Explanation: A current flowing through a wire generates its own magnetic field around the surface of the wire. If this self-generated magnetic field exceeds the superconductor’s critical magnetic field ($B_c$ for Type I, $B_{c2}$ for Type II), the wire will lose its superconductivity. This is known as the Silsbee effect.

Step-by-Step Solution: Parameters: Diameter $=1\text{ mm}⟹\text{radius }r=0.5\text{ mm}=0.0005\text{ m}$. Cross-sectional Area $A=\pi r^2=\pi (0.0005{)}^2=7.854\times 10^{-7}{\text{ m}}^2$.
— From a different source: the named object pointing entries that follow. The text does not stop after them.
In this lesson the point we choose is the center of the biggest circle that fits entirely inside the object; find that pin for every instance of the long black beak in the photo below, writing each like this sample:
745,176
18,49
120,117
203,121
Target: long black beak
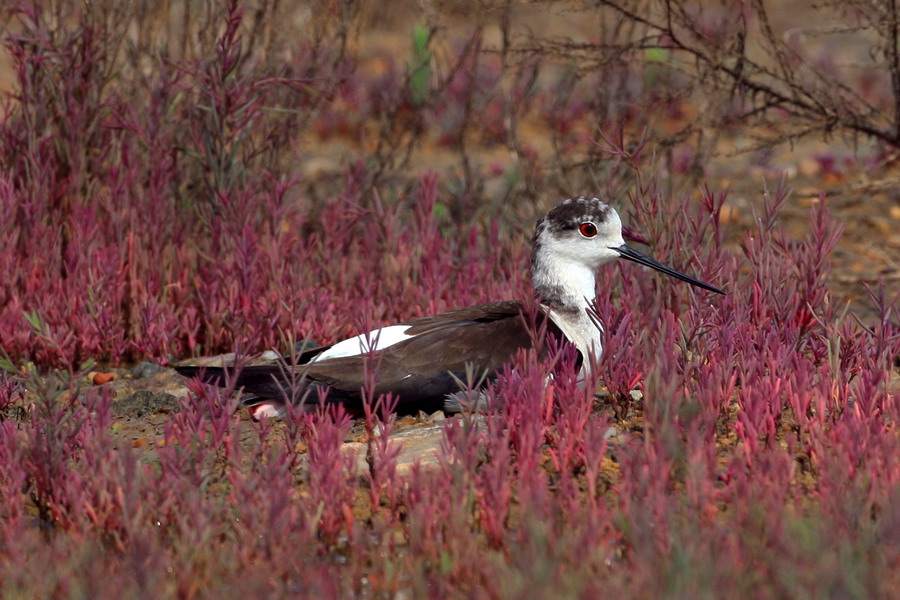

(a) For Tin (Sn; Type I): Critical Field $B_c=0.2\text{ T}$. The maximum current $I_{max}$ is reached when the surface field equals $B_c$: $B_c=\frac{{\mu }_0{I}_{max}}{2\pi r}$ $I_{max}=\frac{B_c(2\pi r)}{{\mu }_0}$ $I_{max}=\frac{0.2\times 2\pi \times 0.0005}{4\pi \times 10^{-7}}=\frac{0.0002}{2\times 10^{-7}}=1000\text{ A}$ The critical current density ($J_c$) is: $J_c=\frac{I_{max}}{A}=\frac{1000}{7.854\times 10^{-7}}=1.27\times 10^9{\text{ A/m}}^2$

(b) For $N{b}_{3}Sn$ (Type II): Upper Critical Field $B_{c2}=24.5\text{ T}$. $I_{max}=\frac{B_{c2}(2\pi r)}{{\mu }_0}$ $I_{max}=\frac{24.5\times 2\pi \times 0.0005}{4\pi \times 10^{-7}}=\frac{0.0245}{2\times 10^{-7}}=122,500\text{ A}$ The critical current density ($J_c$) is: $J_c=\frac{I_{max}}{A}=\frac{122,500}{7.854\times 10^{-7}}=1.56\times 10^{11}{\text{ A/m}}^2$ (Note: As the textbook highlights, Type II materials can carry phenomenally larger currents before self-induced magnetic fields destroy their superconducting state).